REFLEXO DA VIDA - O PESO DAS DECISÕES E A DUALIDADE DO CAMINHO

Créditos: 7j23 no X

A imagem apresenta uma cena rica em simbolismo, onde um homem empurra um carrinho de bebê, nos primeiros momentos da vida do, com seu reflexo no "espelho" do chão exibindo uma versão sombria da mesma acção. Nesse caso, o bebê já crescido, tornou-se adulto, empurra a cadeira de rodas com o velhote, nas últimas fases da vida. Reciprocidade natural, de como devia ser modelo de vida na terra. 

Vamos Verbalyzador Esta Bela e Profunda Cena.

Este contraste entre a realidade e o reflexo suscita reflexões profundas sobre a dualidade da existência, as consequências de nossas escolhas e o impacto do meio social e moral na vida. O que demos como cuidados no seu início, pode nos ser retribuído depois no nosso fim da jornada. 

O homem, ao conduzir o carrinho, simboliza responsabilidade, cuidado e o compromisso de orientar as novas gerações.
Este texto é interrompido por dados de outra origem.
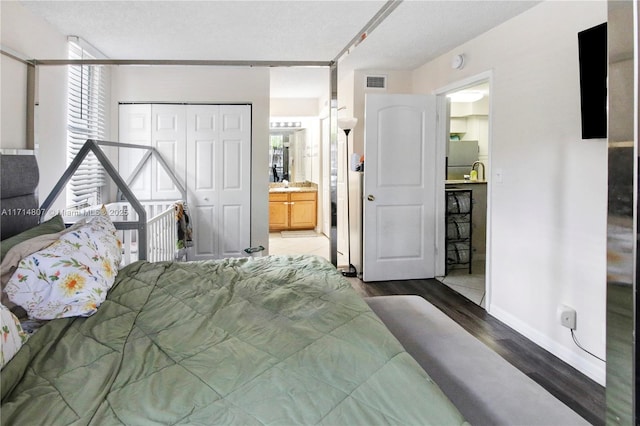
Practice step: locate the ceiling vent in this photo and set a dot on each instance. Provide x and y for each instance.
(378, 82)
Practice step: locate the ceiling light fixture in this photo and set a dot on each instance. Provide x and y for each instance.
(466, 96)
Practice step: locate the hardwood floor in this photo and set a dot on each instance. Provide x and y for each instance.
(583, 395)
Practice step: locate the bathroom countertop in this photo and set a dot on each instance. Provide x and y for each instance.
(464, 182)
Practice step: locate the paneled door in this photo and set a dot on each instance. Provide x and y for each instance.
(399, 187)
(168, 136)
(135, 128)
(209, 148)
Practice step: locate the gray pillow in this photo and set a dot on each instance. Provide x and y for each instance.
(51, 226)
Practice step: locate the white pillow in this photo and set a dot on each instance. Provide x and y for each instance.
(13, 337)
(71, 277)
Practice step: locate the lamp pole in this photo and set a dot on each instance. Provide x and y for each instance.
(347, 125)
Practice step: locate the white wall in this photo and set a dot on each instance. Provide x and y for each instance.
(548, 215)
(212, 85)
(33, 37)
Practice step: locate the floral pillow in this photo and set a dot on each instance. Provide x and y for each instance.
(13, 337)
(71, 277)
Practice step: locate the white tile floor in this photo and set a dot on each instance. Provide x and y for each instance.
(471, 286)
(318, 245)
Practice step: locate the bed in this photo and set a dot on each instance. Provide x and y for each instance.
(264, 340)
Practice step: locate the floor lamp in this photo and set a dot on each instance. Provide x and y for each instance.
(347, 124)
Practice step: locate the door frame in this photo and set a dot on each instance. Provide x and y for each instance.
(441, 149)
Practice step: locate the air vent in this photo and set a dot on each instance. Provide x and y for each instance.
(376, 82)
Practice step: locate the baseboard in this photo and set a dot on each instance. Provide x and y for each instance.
(595, 370)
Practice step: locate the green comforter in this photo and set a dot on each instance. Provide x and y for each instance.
(272, 340)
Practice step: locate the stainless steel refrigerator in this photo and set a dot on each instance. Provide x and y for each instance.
(460, 156)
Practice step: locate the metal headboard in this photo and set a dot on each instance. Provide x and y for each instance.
(19, 177)
(92, 145)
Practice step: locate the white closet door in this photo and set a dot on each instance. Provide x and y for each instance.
(235, 179)
(135, 128)
(202, 178)
(169, 138)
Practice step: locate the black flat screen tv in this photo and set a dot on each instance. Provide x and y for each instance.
(592, 49)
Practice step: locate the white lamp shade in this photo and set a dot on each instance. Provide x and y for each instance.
(347, 123)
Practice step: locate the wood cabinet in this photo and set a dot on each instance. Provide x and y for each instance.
(292, 210)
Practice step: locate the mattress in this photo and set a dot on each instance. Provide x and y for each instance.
(269, 340)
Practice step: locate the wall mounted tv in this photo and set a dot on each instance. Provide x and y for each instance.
(592, 48)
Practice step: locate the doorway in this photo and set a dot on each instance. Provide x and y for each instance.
(467, 165)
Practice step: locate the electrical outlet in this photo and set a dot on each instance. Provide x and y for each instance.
(567, 316)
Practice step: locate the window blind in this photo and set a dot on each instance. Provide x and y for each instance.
(87, 107)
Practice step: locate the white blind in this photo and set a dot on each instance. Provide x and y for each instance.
(86, 120)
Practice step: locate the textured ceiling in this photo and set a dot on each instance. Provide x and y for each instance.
(414, 33)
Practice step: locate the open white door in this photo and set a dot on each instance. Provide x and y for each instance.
(399, 187)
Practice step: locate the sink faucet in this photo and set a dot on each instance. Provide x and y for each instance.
(475, 166)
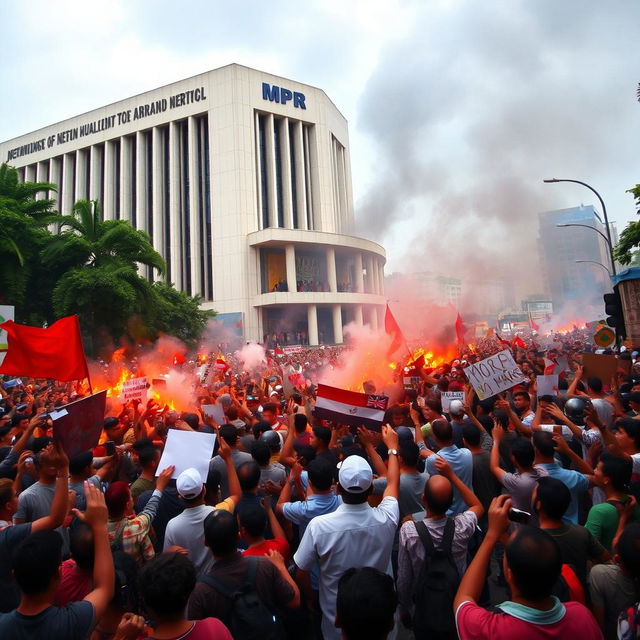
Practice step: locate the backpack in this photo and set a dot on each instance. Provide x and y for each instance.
(250, 618)
(436, 586)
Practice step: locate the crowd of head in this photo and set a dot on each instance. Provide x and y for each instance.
(516, 514)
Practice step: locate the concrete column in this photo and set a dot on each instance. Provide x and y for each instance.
(67, 186)
(174, 205)
(142, 175)
(109, 204)
(271, 171)
(337, 324)
(194, 208)
(331, 269)
(312, 324)
(81, 175)
(298, 146)
(359, 278)
(158, 196)
(290, 258)
(285, 161)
No entanto, seu reflexo inverso retrata uma face sombria, que pode aludir às lutas internas, aos sacrifícios ou até às pressões sociais que, muitas vezes, passam despercebidas em uma observação superficial: cuidar à quem lhe cuidou. 

Essa dualidade aponta para o facto de que, por trás de cada acto de amor ou dever, pode haver uma batalha invisível ou um custo emocional oculto que nos será cobrado, ainda que não pela mesma moeda. Pode ser mais ou menos, porém será o resultado das nossas acções passadas. 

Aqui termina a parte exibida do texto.